Jacob, I wish I could give you a straight answer that didn't have conditionals. Obviously agree on the need for clear hypothesis. "It depends" would be my most honest answer. Preregistration of test protocols (DBT with positive and negative controls, or prior research into the capability of the testers under similar conditions), training results showing that variability is heading towards its asymptote are a good start. Consult with a statistician and have a pre-trial analysis work flow established.

Nothing wrong with conditionals, as we already know that there is no "one size fits it all" method.

I´d say that means your were satisfied with any experiment that fullfills the usual quality criteria (i.e. validity, objectivity and reliability) but has added preregisteration.

@ DF96,

It would help if those involved in the test had no financial interest in the outcome - or at the very least declared any such interest. Reputational interest can also be an issue.

"It would help..." is nice, but is it mandatory or a knock out criterium?

@ RMarsh,

"Majority .. around the world" , that sets the bar really high, or is it a misunderstanding?
 
<snip>
This creates self-imposed pressure as well as the possibility to fail for the particular participant.

Self-imposed pressure makes it more worse but there it is already quite likely that the experimental conditions per se create kind of "pressure" or "distraction".

But in the specific case you´ve mentioned i´m pretty sure that "failing" meant "unability to get a positive ABX result" although the listener is confident that an audible difference exists and that he perceives it so.
 
So far it seems that no unusual requests or conditions were posted, following good scientific practice seems to be considered as sufficient.
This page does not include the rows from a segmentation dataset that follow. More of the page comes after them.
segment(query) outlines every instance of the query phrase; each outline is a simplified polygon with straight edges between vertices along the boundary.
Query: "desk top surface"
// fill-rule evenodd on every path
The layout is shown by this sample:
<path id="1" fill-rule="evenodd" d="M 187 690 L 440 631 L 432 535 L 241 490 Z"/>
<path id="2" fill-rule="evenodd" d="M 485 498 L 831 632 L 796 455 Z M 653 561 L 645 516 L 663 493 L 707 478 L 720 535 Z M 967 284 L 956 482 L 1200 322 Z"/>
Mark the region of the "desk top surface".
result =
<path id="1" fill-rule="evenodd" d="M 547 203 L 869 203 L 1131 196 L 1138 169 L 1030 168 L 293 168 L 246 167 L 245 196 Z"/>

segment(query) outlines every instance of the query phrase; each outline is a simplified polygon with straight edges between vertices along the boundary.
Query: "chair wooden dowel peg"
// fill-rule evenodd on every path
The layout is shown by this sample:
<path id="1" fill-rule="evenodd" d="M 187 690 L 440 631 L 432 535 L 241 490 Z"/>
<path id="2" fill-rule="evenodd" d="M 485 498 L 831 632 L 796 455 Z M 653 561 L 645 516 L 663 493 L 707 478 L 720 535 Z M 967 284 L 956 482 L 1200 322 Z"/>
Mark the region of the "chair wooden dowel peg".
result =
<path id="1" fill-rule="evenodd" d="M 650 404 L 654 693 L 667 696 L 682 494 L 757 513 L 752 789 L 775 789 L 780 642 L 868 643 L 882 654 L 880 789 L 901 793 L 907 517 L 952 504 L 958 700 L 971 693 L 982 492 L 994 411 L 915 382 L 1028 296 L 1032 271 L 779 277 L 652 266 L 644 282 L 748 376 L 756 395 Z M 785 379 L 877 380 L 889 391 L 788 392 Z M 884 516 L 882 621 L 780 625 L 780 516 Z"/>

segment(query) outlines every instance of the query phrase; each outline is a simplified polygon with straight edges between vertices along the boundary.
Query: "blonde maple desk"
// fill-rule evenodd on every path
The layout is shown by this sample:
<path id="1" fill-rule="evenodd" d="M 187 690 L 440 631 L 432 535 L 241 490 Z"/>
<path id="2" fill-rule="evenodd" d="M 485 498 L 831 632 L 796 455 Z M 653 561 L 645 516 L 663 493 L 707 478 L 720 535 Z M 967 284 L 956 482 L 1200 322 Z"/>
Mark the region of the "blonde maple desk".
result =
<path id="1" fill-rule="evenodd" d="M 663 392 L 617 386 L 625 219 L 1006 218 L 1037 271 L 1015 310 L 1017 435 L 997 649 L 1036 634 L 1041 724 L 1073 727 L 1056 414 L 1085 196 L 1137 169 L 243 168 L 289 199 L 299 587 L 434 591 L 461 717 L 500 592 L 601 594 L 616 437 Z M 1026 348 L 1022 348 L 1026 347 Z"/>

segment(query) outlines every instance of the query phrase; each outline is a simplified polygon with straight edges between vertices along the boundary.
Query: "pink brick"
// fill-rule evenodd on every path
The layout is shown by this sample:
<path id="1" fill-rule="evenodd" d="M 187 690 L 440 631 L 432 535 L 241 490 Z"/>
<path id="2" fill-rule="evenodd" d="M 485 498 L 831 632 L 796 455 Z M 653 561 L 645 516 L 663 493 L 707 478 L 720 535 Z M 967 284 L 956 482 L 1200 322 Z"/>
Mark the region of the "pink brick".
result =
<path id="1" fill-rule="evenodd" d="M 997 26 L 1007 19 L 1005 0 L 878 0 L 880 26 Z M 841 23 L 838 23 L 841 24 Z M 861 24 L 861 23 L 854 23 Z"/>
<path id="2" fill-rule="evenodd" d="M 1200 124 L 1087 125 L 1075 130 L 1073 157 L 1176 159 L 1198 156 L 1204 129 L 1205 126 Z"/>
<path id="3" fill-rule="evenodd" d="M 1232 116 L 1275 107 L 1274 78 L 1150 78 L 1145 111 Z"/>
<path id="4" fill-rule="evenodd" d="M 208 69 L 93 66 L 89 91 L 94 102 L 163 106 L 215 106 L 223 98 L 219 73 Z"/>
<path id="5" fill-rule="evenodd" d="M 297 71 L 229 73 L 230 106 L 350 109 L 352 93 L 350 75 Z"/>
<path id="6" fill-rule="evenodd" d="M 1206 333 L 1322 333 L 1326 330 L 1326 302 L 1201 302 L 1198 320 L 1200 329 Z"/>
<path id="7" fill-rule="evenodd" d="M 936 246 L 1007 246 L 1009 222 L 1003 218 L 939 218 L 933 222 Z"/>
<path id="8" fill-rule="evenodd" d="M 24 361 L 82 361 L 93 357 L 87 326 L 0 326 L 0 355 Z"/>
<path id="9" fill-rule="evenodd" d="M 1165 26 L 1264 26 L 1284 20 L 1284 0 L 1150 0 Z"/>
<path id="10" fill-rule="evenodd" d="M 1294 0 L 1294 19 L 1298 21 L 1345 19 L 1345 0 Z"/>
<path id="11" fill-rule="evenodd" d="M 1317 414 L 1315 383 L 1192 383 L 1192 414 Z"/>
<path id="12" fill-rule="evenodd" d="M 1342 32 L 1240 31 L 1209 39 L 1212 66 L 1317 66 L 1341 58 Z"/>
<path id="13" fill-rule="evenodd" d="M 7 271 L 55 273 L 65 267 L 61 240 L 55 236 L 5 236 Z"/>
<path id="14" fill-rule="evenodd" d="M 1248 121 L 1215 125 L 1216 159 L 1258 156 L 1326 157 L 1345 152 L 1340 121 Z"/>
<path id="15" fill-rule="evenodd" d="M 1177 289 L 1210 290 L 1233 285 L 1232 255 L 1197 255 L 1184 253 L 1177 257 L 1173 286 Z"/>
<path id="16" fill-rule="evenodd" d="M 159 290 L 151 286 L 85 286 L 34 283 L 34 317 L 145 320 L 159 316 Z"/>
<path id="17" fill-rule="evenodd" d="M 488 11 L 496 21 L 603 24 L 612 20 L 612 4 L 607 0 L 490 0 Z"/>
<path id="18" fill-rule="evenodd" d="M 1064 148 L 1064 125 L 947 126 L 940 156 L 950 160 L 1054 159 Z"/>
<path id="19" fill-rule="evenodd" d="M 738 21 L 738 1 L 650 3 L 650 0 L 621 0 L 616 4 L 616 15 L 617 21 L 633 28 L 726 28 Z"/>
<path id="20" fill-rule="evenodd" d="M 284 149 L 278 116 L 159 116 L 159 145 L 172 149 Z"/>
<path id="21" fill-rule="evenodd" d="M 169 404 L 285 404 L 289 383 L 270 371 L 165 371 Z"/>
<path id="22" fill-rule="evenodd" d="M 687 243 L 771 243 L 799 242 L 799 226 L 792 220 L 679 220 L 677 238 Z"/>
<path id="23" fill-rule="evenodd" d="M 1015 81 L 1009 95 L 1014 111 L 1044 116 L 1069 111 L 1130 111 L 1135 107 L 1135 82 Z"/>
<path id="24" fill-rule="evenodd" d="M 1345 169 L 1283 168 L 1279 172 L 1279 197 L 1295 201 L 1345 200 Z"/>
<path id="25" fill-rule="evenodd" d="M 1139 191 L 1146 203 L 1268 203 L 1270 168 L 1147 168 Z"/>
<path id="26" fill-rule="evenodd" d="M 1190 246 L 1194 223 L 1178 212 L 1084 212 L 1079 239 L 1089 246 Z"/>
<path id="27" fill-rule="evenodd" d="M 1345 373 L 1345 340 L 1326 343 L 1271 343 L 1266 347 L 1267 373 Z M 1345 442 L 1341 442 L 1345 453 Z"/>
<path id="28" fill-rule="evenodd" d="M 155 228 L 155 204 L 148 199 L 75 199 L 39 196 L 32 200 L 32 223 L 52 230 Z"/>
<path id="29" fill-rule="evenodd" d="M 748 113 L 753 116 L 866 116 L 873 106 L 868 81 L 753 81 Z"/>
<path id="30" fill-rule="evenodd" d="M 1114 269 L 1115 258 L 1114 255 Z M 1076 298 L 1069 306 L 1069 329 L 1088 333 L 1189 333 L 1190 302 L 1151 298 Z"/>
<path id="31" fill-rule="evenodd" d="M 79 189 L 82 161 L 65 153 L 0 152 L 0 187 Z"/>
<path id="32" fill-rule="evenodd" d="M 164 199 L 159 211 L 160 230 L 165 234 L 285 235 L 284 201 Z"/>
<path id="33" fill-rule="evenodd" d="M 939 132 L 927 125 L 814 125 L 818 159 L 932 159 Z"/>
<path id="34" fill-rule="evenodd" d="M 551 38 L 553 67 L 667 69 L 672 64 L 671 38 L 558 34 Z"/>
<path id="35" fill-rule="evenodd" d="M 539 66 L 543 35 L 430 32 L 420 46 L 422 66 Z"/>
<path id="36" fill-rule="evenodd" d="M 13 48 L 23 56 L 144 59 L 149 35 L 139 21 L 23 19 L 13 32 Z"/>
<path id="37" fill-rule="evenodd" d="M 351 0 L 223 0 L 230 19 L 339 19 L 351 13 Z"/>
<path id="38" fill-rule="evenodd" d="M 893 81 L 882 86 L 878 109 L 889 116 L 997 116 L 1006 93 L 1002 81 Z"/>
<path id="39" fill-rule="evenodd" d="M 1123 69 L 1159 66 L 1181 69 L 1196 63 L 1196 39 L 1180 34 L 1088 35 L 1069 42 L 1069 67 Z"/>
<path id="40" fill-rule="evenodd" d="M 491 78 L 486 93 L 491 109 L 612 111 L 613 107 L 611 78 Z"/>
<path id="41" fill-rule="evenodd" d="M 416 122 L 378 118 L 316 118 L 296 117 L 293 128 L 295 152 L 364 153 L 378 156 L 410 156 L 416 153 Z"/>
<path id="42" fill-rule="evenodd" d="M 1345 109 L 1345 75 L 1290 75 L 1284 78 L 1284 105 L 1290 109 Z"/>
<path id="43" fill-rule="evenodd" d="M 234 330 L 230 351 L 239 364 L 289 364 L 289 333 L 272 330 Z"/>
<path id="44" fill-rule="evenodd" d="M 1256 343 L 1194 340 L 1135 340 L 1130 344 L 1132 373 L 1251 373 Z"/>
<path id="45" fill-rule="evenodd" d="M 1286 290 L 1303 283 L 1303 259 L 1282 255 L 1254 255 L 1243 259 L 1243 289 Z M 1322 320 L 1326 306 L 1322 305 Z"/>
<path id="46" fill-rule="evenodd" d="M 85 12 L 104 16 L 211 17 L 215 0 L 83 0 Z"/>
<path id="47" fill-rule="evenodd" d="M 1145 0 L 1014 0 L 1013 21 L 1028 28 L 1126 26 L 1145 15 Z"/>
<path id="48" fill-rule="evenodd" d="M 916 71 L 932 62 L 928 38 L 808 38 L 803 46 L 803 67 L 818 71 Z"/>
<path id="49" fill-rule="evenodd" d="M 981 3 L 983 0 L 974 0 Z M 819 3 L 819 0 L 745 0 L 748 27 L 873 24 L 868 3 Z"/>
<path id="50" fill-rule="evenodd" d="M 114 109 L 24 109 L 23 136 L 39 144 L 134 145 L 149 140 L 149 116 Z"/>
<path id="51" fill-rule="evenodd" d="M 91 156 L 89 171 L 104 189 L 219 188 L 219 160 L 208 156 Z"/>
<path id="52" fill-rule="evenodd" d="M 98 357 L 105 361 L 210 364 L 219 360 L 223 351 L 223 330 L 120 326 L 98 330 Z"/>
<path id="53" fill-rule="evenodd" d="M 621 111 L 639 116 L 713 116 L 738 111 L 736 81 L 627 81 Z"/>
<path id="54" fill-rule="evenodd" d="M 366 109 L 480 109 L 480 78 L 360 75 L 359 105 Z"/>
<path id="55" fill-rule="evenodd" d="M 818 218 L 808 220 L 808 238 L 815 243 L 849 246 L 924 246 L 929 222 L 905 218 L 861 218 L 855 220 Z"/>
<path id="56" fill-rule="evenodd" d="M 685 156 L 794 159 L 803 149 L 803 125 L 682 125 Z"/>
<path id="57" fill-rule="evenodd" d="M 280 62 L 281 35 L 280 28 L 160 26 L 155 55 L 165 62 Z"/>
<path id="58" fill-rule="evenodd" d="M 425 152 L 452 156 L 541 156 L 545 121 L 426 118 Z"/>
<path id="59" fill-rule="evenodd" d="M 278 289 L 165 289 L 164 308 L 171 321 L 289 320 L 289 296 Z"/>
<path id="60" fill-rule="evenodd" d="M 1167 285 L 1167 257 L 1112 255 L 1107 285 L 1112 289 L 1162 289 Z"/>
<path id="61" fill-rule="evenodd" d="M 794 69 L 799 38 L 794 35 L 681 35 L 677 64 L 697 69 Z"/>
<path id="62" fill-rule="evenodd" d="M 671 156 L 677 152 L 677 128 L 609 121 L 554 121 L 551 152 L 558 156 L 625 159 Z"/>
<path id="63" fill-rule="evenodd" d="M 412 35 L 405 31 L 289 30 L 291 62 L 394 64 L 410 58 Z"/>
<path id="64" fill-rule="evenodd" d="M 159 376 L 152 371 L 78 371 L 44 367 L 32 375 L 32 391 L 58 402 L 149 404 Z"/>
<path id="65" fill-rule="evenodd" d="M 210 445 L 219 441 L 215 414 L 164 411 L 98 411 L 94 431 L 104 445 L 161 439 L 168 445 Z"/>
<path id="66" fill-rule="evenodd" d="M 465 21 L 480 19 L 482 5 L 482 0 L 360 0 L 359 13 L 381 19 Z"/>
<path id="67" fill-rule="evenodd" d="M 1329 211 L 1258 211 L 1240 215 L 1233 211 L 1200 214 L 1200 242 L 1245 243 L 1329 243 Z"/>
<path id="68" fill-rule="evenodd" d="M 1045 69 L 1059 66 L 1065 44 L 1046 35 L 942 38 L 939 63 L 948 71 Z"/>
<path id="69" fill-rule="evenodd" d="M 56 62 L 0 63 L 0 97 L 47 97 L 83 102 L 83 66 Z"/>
A bit harder to meet is the demand that no one of the experimental crew should have financial or reputational interests at stake.
A new proposal (for the audio field imo) is the demand for pre-registration, but it is very important.

Generally nothing really surprising but some informations are missing. What about the level of significance that is required? What about replications/duplications?
 
Late to the discussion (again, I am) but

I personally like “computationally blind testing, with trickery”. It seems to expose even the most subtle auditioning bias.

For example. I “made a box” some 20 years ago (before anything was Arduino-cheap) which had a bunch of whisper-quiet mercury-reed switches and gold-plated super duper jacks on the back. There was a 10 meter cable to a “audition box” and inside was a single-board micro controller computer I got for free to do the testing.

Initially, I gave the audition participant the choice of A, B and X. A for A, B for B and X for A-or-B more or less at random. That way — so my thinking went — the auditor could “train up” to both A and B, then using X, try to decide whether it was path A or B. Moveover, once X was chosen, the auditor had to choose "A" or "B" as her guess … which was statistically registered when the "Y" (yes) or "N" (no) button was depressed following the A or B.

A typical test was like this:

A, B, A, B, A, B, X
A, B, A, Y (i.e. X sounded most like A)
A, B, A, B, X
A N (X didn't sound like A)
… and so on

Did this work?

Well … because of little quirks in the device, the minute sound of the reed switches was detectable to listeners in a very quiet chamber. Thus, the “blindness” went away. Users could easily figure out what was what from cues, and the statistics became rubbish.

Next, I decided on using the same system, but with “trickery”. I put in much larger conventional relays that made distinct clicking sounds. A bunch of them. However, they weren't attached to anything. Just there to click. Moreover, when the auditor chose 'A' or 'B', the relays 'A' and 'B' clicking was chosen at random. Thus (and because they were so much louder) there wasn't any pattern to learn. 'A' and 'B' became quite indeterminate.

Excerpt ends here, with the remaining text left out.